Please consider leaving a thumbs up on the GitHub issue.

  • @PriorProject
    link
    English
    11 year ago

    While agree that I’d like Lemmy search is not up to snuff, I think it will be a while before it meaningfully improves:

    • There are higher priorities that need work right now, and that work is not simple or quick. Lemmy desperately needs performance/scaling improvements like db query optimization and support for pg read replicas to weather the influx of reddit immigrants. It desperately needs improved mod tools so mods/admins can keep up with the torrent of bots and abuse. As useful as improved search would be, scaling and moderation are existential challenges that need attention first.
    • Proper multi-dimensional search weighting is complicated. The search boxes we’ve become accustomed to on the commercial internet are powered by incredibly complex backends with multiple different data-bas-ish components, multiple async analysis/weighting pipelines, and plus bits responding to queries.
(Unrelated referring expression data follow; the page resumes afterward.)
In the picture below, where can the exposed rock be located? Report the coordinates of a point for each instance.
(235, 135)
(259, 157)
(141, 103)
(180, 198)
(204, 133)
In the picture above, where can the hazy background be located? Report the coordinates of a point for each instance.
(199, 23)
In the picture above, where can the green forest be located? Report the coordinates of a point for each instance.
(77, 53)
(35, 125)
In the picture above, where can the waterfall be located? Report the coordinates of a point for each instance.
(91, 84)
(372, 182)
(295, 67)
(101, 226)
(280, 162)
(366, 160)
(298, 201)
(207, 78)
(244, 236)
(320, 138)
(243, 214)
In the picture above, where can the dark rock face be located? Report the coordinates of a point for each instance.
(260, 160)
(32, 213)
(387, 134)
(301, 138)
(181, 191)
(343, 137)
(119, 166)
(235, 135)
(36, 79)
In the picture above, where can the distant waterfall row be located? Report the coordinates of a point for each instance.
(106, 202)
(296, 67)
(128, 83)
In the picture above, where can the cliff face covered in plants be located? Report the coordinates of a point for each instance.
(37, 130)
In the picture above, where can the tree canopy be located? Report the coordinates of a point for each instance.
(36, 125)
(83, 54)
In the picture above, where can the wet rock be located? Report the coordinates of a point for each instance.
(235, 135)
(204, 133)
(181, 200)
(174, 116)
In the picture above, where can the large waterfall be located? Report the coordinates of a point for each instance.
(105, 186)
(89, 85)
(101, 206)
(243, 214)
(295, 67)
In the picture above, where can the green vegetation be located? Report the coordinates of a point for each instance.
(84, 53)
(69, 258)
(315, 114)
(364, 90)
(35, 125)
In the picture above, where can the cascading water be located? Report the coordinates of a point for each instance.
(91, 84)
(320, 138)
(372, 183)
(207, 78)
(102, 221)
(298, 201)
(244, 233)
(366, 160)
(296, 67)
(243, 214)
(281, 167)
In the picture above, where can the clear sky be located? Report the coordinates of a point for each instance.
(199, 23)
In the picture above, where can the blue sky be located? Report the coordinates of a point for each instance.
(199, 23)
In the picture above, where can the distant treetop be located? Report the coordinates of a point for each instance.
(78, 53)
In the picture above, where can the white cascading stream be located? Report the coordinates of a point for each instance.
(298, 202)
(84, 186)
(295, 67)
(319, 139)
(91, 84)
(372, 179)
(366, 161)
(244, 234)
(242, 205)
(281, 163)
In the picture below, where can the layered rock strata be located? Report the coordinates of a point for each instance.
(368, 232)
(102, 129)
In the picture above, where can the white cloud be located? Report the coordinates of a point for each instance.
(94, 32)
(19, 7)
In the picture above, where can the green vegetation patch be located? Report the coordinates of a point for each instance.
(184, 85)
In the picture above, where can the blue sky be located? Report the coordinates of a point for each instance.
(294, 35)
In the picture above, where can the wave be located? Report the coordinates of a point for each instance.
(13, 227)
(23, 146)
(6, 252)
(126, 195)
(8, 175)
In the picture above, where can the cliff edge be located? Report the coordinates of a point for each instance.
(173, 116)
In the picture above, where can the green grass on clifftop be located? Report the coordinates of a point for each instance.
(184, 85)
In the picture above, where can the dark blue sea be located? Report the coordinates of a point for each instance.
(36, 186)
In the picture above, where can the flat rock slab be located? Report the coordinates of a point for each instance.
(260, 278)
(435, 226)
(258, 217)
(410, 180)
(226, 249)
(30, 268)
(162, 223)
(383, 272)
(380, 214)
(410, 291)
While these techniques can be scaled down to work on smaller deployments, they will definitely make Lemmy more complex to run… which is a very expensive tradeoff for an ecosystem that depends on amateur sysadmins to volunteer to run instances.
    • These search systems are also computationally expensive, much much more so than “simple” storage and fetching of posts/comments. Lemmy instances are already groaning under the weight of the reddit user influx, and I don’t see devs or admins signing up immediately to add resource hungry features to their setups.
    • It’s possible to improve search from outside Lemmy. Lemmy instances are not well indexed by external search engines yet, but searching for site:lemmy.* do return some results and as Lemmy instances begin to fill up with high quality content I think we’ll see the the “anchor instances” climb the rankings and crawl priority relatively quickly.

    All of which is to say… better search would be very useful but there are even more important features right now… and it won’t be easy when the time comes. A combination of making better use of type/community constraints and searching outside Lemmy is probably your best bet unless you’re a developer who has built multi-dimensionally weighted search tools before and can do some dev/testing to show how how much better an alternative could be.